Lambdas are "Closures" (for now)

Technically a "Closure" is a lambda that is able to capture long-lived references to the values defined outside the body of the lambda, importantly, keeping that reference even as the lambda itself leaves the scope (passed into another scope or returned). This is exactly how Python lambdas work, for example.

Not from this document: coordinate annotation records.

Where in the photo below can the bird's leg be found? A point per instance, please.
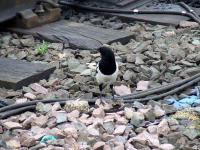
(111, 87)
(100, 89)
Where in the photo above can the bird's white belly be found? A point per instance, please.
(106, 79)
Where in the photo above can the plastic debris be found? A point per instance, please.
(142, 85)
(184, 103)
(47, 138)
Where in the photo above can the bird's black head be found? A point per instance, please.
(107, 64)
(106, 53)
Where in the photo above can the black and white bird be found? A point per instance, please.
(107, 69)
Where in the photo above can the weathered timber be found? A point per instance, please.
(77, 35)
(16, 73)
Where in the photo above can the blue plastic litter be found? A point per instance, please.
(184, 103)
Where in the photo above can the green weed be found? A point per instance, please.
(42, 48)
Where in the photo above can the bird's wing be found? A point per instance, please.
(97, 67)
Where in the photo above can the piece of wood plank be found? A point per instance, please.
(16, 73)
(78, 35)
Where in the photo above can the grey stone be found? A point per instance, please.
(129, 75)
(41, 107)
(109, 127)
(28, 42)
(191, 133)
(137, 119)
(56, 46)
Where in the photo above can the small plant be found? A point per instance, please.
(42, 48)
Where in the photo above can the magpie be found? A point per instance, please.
(107, 69)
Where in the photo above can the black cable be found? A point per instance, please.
(160, 88)
(134, 11)
(130, 100)
(182, 4)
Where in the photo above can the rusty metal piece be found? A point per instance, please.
(9, 8)
(125, 2)
(29, 19)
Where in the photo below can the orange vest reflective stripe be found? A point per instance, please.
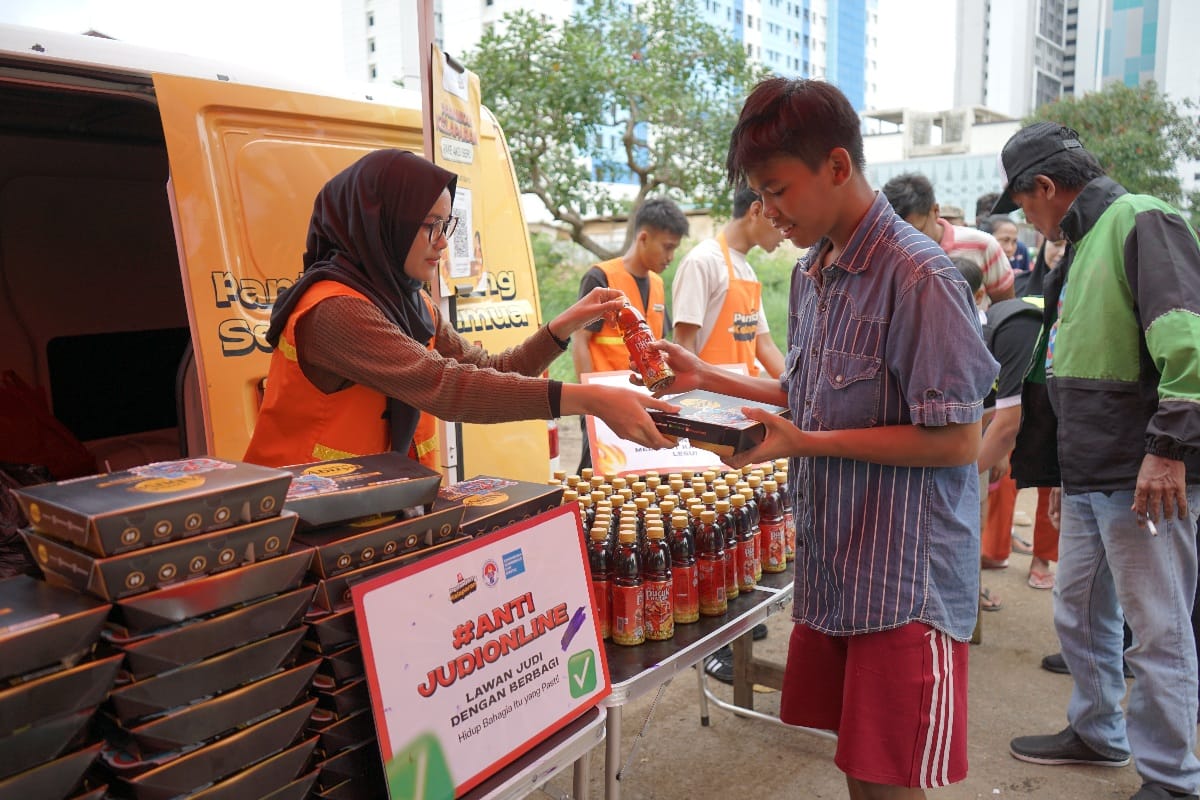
(299, 423)
(607, 347)
(735, 336)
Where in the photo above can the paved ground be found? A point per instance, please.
(749, 759)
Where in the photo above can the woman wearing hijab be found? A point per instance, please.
(364, 361)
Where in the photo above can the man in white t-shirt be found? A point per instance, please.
(911, 196)
(717, 298)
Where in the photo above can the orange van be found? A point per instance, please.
(151, 208)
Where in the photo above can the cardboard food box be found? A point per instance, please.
(51, 781)
(57, 693)
(195, 639)
(41, 743)
(148, 567)
(143, 698)
(201, 722)
(714, 422)
(157, 503)
(492, 503)
(333, 492)
(43, 625)
(265, 777)
(371, 540)
(201, 596)
(220, 759)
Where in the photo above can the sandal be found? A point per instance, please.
(988, 601)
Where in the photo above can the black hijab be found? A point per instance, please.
(364, 222)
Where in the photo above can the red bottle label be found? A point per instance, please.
(711, 576)
(747, 581)
(685, 591)
(659, 613)
(628, 615)
(604, 607)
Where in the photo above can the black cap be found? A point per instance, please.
(1030, 148)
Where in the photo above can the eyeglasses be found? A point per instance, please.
(439, 228)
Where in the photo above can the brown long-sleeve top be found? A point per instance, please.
(345, 341)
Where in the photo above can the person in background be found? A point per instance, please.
(659, 226)
(885, 378)
(1128, 439)
(717, 298)
(364, 361)
(911, 196)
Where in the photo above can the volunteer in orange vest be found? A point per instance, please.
(659, 226)
(717, 298)
(364, 361)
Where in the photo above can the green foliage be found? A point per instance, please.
(657, 76)
(1137, 133)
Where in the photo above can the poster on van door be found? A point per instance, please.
(456, 98)
(475, 655)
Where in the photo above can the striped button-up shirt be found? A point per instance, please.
(887, 336)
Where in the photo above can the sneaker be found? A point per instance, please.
(1062, 747)
(1157, 792)
(720, 665)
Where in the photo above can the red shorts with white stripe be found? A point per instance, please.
(898, 701)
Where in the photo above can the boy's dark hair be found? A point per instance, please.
(661, 214)
(743, 198)
(1068, 169)
(910, 193)
(793, 116)
(970, 272)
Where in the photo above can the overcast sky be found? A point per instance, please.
(299, 37)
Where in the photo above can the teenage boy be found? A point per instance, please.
(885, 377)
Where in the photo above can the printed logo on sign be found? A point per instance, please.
(581, 669)
(491, 573)
(462, 588)
(514, 564)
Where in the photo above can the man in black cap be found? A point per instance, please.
(1122, 359)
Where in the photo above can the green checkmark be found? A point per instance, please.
(581, 672)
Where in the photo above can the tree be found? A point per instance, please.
(657, 77)
(1138, 134)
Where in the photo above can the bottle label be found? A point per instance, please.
(684, 588)
(747, 581)
(659, 613)
(628, 615)
(604, 607)
(775, 543)
(711, 576)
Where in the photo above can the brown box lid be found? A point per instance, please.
(214, 762)
(371, 540)
(204, 678)
(148, 567)
(61, 692)
(492, 503)
(203, 721)
(199, 638)
(333, 492)
(42, 741)
(154, 504)
(265, 777)
(713, 421)
(199, 596)
(51, 781)
(42, 625)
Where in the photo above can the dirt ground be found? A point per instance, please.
(735, 757)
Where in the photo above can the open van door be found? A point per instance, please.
(245, 166)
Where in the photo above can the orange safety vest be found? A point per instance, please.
(299, 423)
(735, 335)
(607, 347)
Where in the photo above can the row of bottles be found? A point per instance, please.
(667, 553)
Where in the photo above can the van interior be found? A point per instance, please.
(91, 300)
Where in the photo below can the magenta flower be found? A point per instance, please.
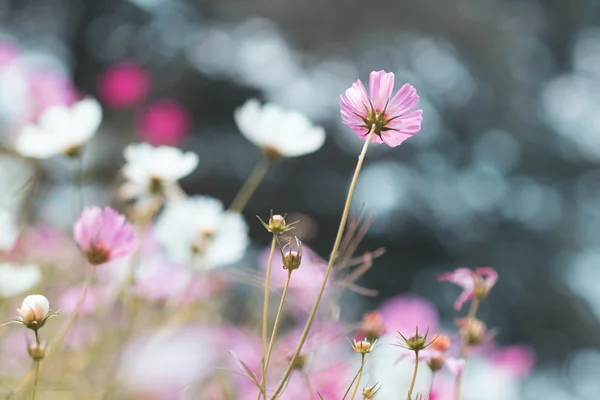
(124, 85)
(476, 283)
(394, 118)
(104, 235)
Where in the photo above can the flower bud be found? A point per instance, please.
(472, 330)
(441, 343)
(435, 364)
(34, 311)
(362, 346)
(370, 392)
(37, 351)
(291, 255)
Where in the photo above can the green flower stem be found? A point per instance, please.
(334, 251)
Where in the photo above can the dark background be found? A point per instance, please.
(504, 173)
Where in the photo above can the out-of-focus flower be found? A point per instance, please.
(362, 346)
(8, 231)
(16, 279)
(372, 326)
(473, 330)
(104, 235)
(164, 122)
(199, 231)
(123, 85)
(475, 284)
(395, 118)
(34, 311)
(60, 130)
(154, 171)
(278, 132)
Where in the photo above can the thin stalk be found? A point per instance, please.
(334, 251)
(412, 383)
(250, 186)
(60, 336)
(277, 319)
(362, 366)
(463, 348)
(263, 379)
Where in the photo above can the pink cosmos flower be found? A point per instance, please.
(104, 235)
(475, 283)
(124, 85)
(394, 118)
(165, 122)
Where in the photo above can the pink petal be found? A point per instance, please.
(381, 85)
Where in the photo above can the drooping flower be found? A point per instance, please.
(104, 235)
(475, 284)
(60, 130)
(154, 171)
(124, 85)
(16, 279)
(394, 118)
(198, 230)
(277, 131)
(34, 311)
(164, 122)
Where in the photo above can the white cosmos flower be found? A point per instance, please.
(17, 279)
(198, 230)
(60, 130)
(150, 169)
(8, 231)
(278, 131)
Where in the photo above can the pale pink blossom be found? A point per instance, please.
(164, 122)
(394, 118)
(475, 283)
(104, 235)
(124, 85)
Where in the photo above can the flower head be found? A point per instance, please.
(394, 119)
(278, 132)
(104, 235)
(154, 171)
(34, 311)
(476, 284)
(291, 254)
(124, 85)
(60, 130)
(198, 230)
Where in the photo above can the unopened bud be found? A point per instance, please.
(37, 351)
(34, 311)
(441, 343)
(370, 392)
(362, 346)
(473, 330)
(435, 364)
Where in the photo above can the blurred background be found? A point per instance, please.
(504, 173)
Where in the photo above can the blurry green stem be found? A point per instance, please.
(266, 316)
(362, 366)
(334, 251)
(464, 347)
(412, 383)
(250, 186)
(277, 319)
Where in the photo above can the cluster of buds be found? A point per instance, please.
(363, 346)
(372, 326)
(416, 342)
(291, 254)
(277, 224)
(472, 330)
(370, 391)
(439, 347)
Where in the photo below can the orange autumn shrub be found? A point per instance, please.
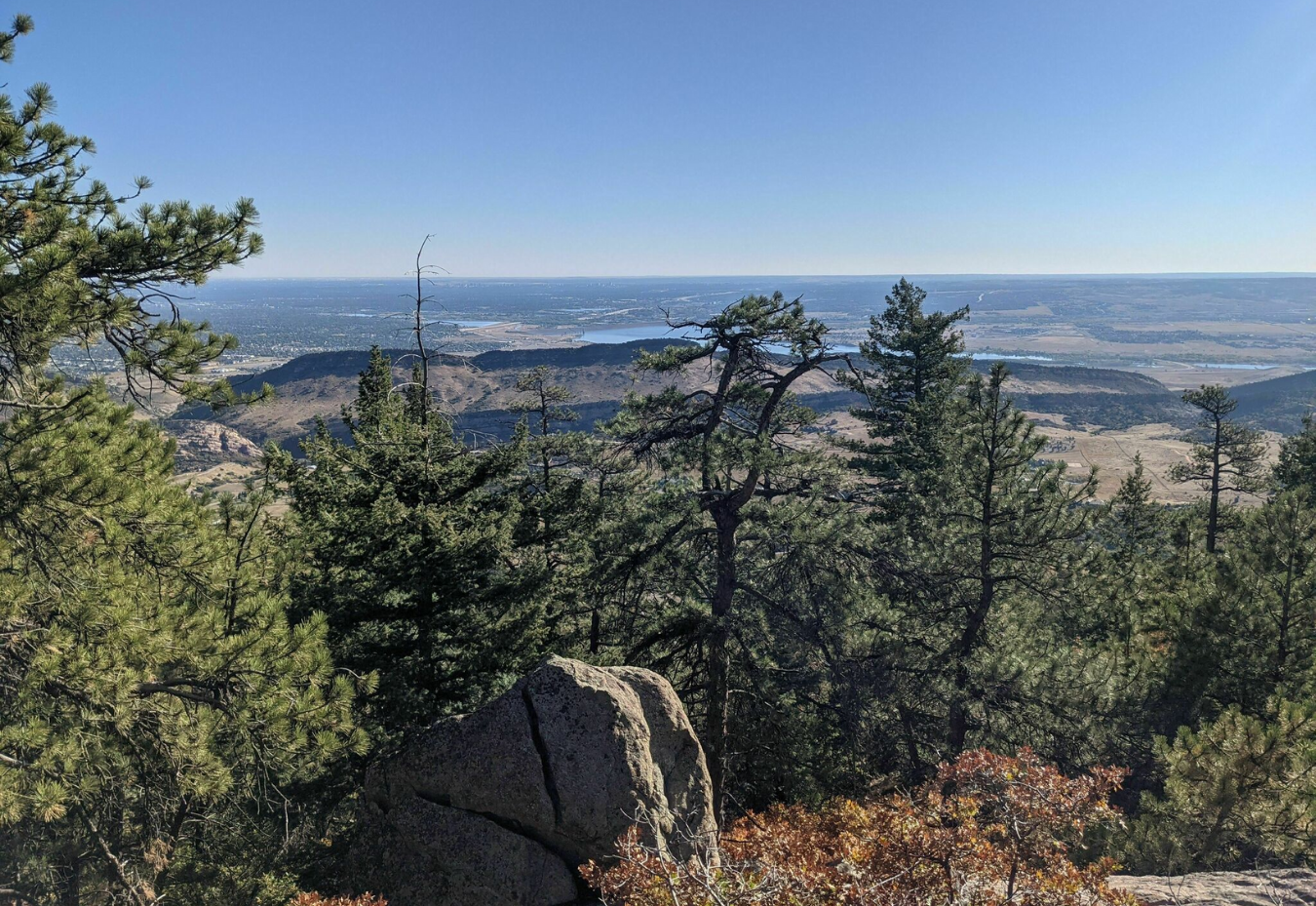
(986, 831)
(320, 899)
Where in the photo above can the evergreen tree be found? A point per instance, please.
(406, 544)
(154, 696)
(548, 406)
(1225, 455)
(914, 369)
(75, 270)
(728, 444)
(1006, 529)
(1135, 523)
(154, 699)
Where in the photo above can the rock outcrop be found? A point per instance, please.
(500, 807)
(1290, 886)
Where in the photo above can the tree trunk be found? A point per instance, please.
(1214, 507)
(718, 661)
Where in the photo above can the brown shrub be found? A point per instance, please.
(986, 831)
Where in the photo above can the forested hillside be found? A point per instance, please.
(872, 636)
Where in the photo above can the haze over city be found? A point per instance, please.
(680, 138)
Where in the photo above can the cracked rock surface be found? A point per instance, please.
(1283, 886)
(500, 807)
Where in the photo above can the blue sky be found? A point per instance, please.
(608, 138)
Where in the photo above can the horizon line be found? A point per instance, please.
(726, 277)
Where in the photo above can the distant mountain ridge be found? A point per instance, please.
(478, 390)
(1277, 403)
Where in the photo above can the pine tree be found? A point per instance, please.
(154, 696)
(75, 270)
(1225, 455)
(1006, 526)
(914, 369)
(729, 444)
(1135, 522)
(408, 548)
(1239, 792)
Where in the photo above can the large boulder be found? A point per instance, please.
(502, 807)
(1285, 886)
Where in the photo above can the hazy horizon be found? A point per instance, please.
(537, 139)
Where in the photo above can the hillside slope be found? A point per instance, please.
(480, 390)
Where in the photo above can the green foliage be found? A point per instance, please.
(1226, 457)
(75, 269)
(406, 542)
(1239, 790)
(730, 450)
(154, 698)
(155, 701)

Unfortunately, this leads to hard-to-understand code as you end up with "spooky action at a distance" where calling a lambda can cause some faraway data to be changed without realizing it. For Claro's more advanced "Fearless Concurrency" goals, this is even worse because it represents hidden mutable state which would invalidate Claro's goals of making multithreaded code unable to run into data races. Instead, to solve this, when lambdas reference names in outer scopes, they make a local copy, and can't mutate the outer scope.

The Bad (The TODO)

The below example demonstrates the main current implementation flaw of lambdas which will be updated to ensure that lambdas are always pure functions:

var i = 0;
var f: function<int -> int> = x -> {
    i = i + x; # `i` is captured, and also locally updated. Will be impossible in the future. 
    return i;

print(f(0)); # 0   <-- `f` is stateful and mutates its internal state on each call.
print(f(1)); # 1
print(f(5)); # 6
print(f(5)); # 11  
print(i);    # 0   <-- at least `i` is still unchanged.